そうか、いつも昼休みに見る、という習慣を崩した時点で、失敗は決まっていたんだ。
「もっと目に入るように工夫したらどうかな? 昼休みに見るのを忘れても、カバーできる方法をさ」
「カバー?」
「昼休みに見るのを忘れても、帰りの会が終わるまでに気がつけば、当番は忘れなくてすむだろ?」
「あっ……」
僕は、失敗しない方法ばかり考えていた。なんで忘れたんだ、忘れないためにはどうしたら、って。

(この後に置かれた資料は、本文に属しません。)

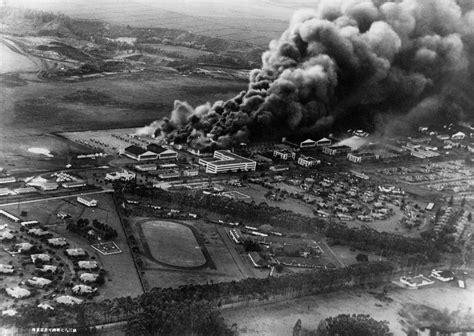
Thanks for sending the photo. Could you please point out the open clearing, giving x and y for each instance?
(121, 276)
(173, 244)
(279, 319)
(32, 110)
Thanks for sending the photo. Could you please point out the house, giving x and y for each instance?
(40, 233)
(88, 277)
(146, 167)
(18, 292)
(23, 247)
(87, 201)
(168, 173)
(40, 256)
(323, 142)
(5, 180)
(74, 184)
(284, 154)
(38, 282)
(163, 153)
(257, 260)
(359, 157)
(139, 154)
(68, 299)
(57, 242)
(307, 143)
(190, 171)
(87, 264)
(360, 133)
(307, 161)
(6, 236)
(443, 276)
(442, 137)
(458, 136)
(83, 289)
(124, 175)
(6, 269)
(75, 252)
(416, 281)
(48, 269)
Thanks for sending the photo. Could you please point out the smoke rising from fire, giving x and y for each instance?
(345, 62)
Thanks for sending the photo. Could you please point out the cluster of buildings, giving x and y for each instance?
(151, 152)
(224, 161)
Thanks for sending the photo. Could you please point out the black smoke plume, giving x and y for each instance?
(347, 63)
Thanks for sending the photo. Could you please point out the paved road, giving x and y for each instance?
(58, 197)
(235, 256)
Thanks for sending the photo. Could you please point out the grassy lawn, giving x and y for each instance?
(173, 244)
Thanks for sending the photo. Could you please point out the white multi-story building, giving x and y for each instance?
(224, 161)
(308, 161)
(90, 202)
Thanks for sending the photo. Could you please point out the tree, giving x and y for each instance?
(297, 328)
(353, 325)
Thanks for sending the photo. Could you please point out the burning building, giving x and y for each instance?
(384, 65)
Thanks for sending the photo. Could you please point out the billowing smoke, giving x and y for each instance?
(346, 63)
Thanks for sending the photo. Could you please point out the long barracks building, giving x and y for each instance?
(225, 161)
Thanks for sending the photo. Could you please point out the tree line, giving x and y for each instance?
(195, 308)
(426, 250)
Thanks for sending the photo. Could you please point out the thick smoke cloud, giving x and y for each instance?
(343, 63)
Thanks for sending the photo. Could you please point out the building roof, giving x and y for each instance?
(156, 148)
(307, 142)
(324, 140)
(39, 281)
(135, 150)
(75, 252)
(18, 292)
(67, 299)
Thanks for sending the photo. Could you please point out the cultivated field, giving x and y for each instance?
(173, 244)
(121, 277)
(35, 109)
(278, 319)
(224, 262)
(247, 21)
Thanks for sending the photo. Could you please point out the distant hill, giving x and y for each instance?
(168, 42)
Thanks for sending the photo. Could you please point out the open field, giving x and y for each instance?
(278, 319)
(247, 21)
(173, 244)
(33, 110)
(11, 61)
(225, 264)
(121, 277)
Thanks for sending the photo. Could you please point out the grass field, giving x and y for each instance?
(119, 268)
(225, 265)
(173, 244)
(278, 319)
(31, 111)
(243, 21)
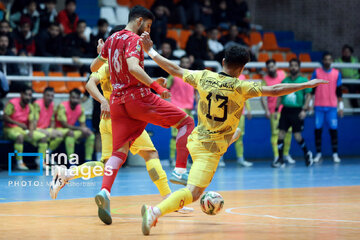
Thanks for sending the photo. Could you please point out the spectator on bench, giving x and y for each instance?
(67, 18)
(19, 126)
(352, 73)
(66, 116)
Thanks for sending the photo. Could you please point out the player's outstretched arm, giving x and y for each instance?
(287, 88)
(170, 67)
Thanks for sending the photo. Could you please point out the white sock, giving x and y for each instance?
(98, 156)
(107, 192)
(156, 212)
(180, 170)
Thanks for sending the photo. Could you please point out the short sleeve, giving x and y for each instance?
(61, 113)
(82, 117)
(313, 76)
(249, 89)
(339, 81)
(9, 109)
(101, 74)
(192, 77)
(32, 113)
(133, 48)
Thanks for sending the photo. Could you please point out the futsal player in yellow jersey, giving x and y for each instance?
(222, 97)
(142, 145)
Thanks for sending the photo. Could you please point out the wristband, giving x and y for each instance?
(157, 88)
(152, 53)
(341, 105)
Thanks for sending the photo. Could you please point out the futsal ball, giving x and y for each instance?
(211, 203)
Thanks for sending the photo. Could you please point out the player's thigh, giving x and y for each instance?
(142, 143)
(331, 118)
(283, 122)
(319, 117)
(153, 109)
(274, 124)
(204, 165)
(106, 139)
(124, 128)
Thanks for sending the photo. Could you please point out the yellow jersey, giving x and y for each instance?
(103, 75)
(220, 106)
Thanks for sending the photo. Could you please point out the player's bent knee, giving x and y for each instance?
(148, 154)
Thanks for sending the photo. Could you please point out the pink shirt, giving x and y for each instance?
(71, 115)
(182, 94)
(325, 94)
(45, 114)
(280, 76)
(20, 114)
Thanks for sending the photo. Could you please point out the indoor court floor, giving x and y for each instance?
(321, 202)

忘れてしまった後のカバーなんて、本当に今まで、考えてもいなかったんだ。
「忘れない工夫も大切だけどさ、人は完璧じゃないんだ。忘れることもあるさ」
その言葉は、僕に刺さった。
「だから、忘れてもカバーして、大きな失敗を防ぐ方法も用意しておくんだよ」
僕は、自分はしっかりしてると思ってた。
だから、忘れないって思ってたんだ。
僕は、失敗しない。
僕は、きちんと仕事ができる。
僕は。
「失敗しない人なんて、いないんだよ」
分かってる。
本当は、分かってるんだ。
僕は、思い込みたかっただけなんだ。
僕は、特別だって。
みんなとは違うんだって。
「トモは、トモだよ。大丈夫、大丈夫」
僕は、大声をあげて泣いた。こんなに思いきり泣いている自分なんて、記憶にもない。全然、いつもの僕らしくない。乾ききった月面に、僕の涙が落ちてしみていく。
ウサギが僕を、優しく抱きしめた。背中をポンポン叩き、頭をなでる。
子供扱いするなよ、と思いながら、悲しいのか安心したのか分からなくなって、僕はもっと泣いた。